Anja zögerte. Er bot ihr eine Perspektive. War ihr Kind erst einmal älter, konnte sie immer noch andere Wege einschlagen, aber vorerst war sein Angebot die Rettung.

„Ich möchte gerne einmal darüber schlafen“, sagte sie dennoch nicht gleich zu, weil sie nicht gierig erscheinen wollte. Allerdings war ihr klar, dass es etwas zu spät war, um den Schein noch wahren zu können.

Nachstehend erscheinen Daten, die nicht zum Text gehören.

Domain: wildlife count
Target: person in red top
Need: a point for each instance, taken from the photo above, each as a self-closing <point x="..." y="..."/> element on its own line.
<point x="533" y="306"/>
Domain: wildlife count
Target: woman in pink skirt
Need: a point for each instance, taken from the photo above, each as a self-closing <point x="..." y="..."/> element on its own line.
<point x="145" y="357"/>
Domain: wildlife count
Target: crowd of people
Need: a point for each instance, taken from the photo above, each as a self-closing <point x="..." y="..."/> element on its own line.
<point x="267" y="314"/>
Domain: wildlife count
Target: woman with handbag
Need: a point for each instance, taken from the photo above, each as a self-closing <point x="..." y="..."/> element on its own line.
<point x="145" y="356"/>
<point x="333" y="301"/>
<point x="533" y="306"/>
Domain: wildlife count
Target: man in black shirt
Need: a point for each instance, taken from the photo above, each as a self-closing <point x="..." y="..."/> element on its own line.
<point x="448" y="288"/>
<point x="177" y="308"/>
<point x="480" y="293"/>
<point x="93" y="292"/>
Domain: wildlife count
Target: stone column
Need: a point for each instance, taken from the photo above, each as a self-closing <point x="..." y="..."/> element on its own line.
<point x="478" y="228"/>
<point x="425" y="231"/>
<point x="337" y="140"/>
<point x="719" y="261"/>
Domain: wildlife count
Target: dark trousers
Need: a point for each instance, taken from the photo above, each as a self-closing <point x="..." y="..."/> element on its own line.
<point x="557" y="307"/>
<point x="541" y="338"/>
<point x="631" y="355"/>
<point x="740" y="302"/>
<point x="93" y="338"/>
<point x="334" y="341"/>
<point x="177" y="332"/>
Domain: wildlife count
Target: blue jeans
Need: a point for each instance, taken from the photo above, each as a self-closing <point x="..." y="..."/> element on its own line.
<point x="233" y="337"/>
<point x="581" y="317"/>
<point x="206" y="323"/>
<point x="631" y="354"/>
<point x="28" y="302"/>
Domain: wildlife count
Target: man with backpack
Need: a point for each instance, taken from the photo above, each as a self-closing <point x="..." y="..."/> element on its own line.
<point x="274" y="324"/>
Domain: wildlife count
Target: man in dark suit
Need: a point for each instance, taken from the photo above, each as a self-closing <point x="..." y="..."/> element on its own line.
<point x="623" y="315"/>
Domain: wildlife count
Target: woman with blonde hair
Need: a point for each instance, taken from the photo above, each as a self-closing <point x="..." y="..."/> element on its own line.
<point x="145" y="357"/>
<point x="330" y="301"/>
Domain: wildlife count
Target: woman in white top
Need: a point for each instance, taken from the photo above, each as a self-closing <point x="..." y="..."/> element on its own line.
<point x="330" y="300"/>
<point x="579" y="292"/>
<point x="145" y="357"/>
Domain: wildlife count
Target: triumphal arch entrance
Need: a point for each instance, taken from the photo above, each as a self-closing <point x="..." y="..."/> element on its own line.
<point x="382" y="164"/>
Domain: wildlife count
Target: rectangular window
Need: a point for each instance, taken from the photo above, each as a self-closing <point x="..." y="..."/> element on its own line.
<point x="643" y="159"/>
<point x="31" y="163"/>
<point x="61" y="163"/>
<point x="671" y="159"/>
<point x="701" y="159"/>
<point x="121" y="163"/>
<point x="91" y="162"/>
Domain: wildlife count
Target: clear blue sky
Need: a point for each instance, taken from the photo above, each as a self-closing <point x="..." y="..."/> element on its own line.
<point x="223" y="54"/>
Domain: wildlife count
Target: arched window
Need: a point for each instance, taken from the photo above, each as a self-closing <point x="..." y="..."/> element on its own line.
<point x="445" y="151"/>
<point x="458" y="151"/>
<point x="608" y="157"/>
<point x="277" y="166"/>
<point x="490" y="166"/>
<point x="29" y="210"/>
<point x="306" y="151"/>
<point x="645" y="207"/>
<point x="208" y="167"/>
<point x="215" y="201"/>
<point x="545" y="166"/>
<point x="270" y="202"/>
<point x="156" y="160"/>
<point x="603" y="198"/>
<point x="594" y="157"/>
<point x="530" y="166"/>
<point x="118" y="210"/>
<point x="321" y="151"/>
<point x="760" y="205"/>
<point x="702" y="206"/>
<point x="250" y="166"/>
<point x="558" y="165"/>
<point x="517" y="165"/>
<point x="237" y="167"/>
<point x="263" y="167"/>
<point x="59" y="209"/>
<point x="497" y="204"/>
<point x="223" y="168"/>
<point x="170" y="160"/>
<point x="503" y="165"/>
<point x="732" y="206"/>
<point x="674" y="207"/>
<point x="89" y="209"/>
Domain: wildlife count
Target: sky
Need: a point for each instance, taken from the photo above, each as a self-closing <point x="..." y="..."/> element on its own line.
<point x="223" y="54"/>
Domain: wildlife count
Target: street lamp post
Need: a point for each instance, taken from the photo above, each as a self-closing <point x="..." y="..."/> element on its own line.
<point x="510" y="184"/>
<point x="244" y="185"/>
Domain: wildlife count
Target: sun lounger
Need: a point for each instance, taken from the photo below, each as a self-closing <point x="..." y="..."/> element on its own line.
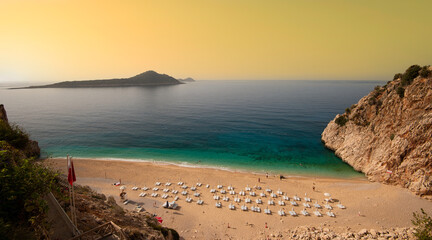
<point x="231" y="206"/>
<point x="304" y="212"/>
<point x="331" y="214"/>
<point x="281" y="212"/>
<point x="341" y="206"/>
<point x="293" y="213"/>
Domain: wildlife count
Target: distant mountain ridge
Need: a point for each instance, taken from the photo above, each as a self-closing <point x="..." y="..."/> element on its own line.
<point x="149" y="78"/>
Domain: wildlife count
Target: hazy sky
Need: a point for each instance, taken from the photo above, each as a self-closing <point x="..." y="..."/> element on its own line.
<point x="58" y="40"/>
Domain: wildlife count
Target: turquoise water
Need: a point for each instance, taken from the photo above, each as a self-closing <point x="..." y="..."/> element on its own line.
<point x="260" y="126"/>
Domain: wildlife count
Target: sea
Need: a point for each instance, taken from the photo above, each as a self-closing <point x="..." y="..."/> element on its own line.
<point x="255" y="126"/>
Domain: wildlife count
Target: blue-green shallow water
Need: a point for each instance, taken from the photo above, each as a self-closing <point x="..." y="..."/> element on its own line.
<point x="258" y="126"/>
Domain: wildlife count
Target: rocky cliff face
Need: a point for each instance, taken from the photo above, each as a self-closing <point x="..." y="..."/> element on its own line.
<point x="31" y="148"/>
<point x="388" y="135"/>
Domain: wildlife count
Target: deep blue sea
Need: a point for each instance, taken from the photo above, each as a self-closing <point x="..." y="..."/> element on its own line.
<point x="259" y="126"/>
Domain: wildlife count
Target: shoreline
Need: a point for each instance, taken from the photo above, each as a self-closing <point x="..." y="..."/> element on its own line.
<point x="222" y="168"/>
<point x="369" y="205"/>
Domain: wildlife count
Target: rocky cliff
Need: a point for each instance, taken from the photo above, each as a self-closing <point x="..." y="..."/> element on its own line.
<point x="388" y="134"/>
<point x="17" y="137"/>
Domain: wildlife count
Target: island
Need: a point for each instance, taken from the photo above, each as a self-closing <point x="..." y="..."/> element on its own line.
<point x="149" y="78"/>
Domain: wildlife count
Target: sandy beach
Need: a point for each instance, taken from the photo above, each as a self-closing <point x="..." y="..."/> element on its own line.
<point x="368" y="205"/>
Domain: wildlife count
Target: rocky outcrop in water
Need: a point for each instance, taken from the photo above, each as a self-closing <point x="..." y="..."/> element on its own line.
<point x="388" y="134"/>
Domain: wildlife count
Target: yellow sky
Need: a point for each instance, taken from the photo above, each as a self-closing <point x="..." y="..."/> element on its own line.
<point x="58" y="40"/>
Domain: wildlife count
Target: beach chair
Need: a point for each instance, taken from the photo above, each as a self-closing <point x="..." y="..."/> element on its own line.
<point x="331" y="214"/>
<point x="340" y="206"/>
<point x="293" y="213"/>
<point x="281" y="212"/>
<point x="317" y="213"/>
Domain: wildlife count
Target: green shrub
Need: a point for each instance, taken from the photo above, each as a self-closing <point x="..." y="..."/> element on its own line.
<point x="423" y="224"/>
<point x="13" y="134"/>
<point x="397" y="76"/>
<point x="400" y="91"/>
<point x="425" y="72"/>
<point x="348" y="111"/>
<point x="341" y="120"/>
<point x="409" y="75"/>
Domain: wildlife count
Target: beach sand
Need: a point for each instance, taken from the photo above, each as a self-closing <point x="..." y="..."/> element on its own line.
<point x="368" y="205"/>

„Nehmen Sie sich Zeit! Wollen Sie sich das Büro einmal anschauen? Wenn Sie nichts Besseres vorhaben, ich habe heute keine Termine mehr und könnte Ihnen alles zeigen.“

***

Die Kanzlei lag in keinem sonderlich guten Viertel Münchens. Das Haus, in dem sie im Erdgeschoss untergebracht war, war ein Altbau und kaum saniert. Die drei Meter hohen Räume und der alte, knarzende Dielenboden hatten Charme, aber einem Vergleich mit Klaus’ moderner und luxuriöser Kanzlei hielt das bei Weitem nicht stand.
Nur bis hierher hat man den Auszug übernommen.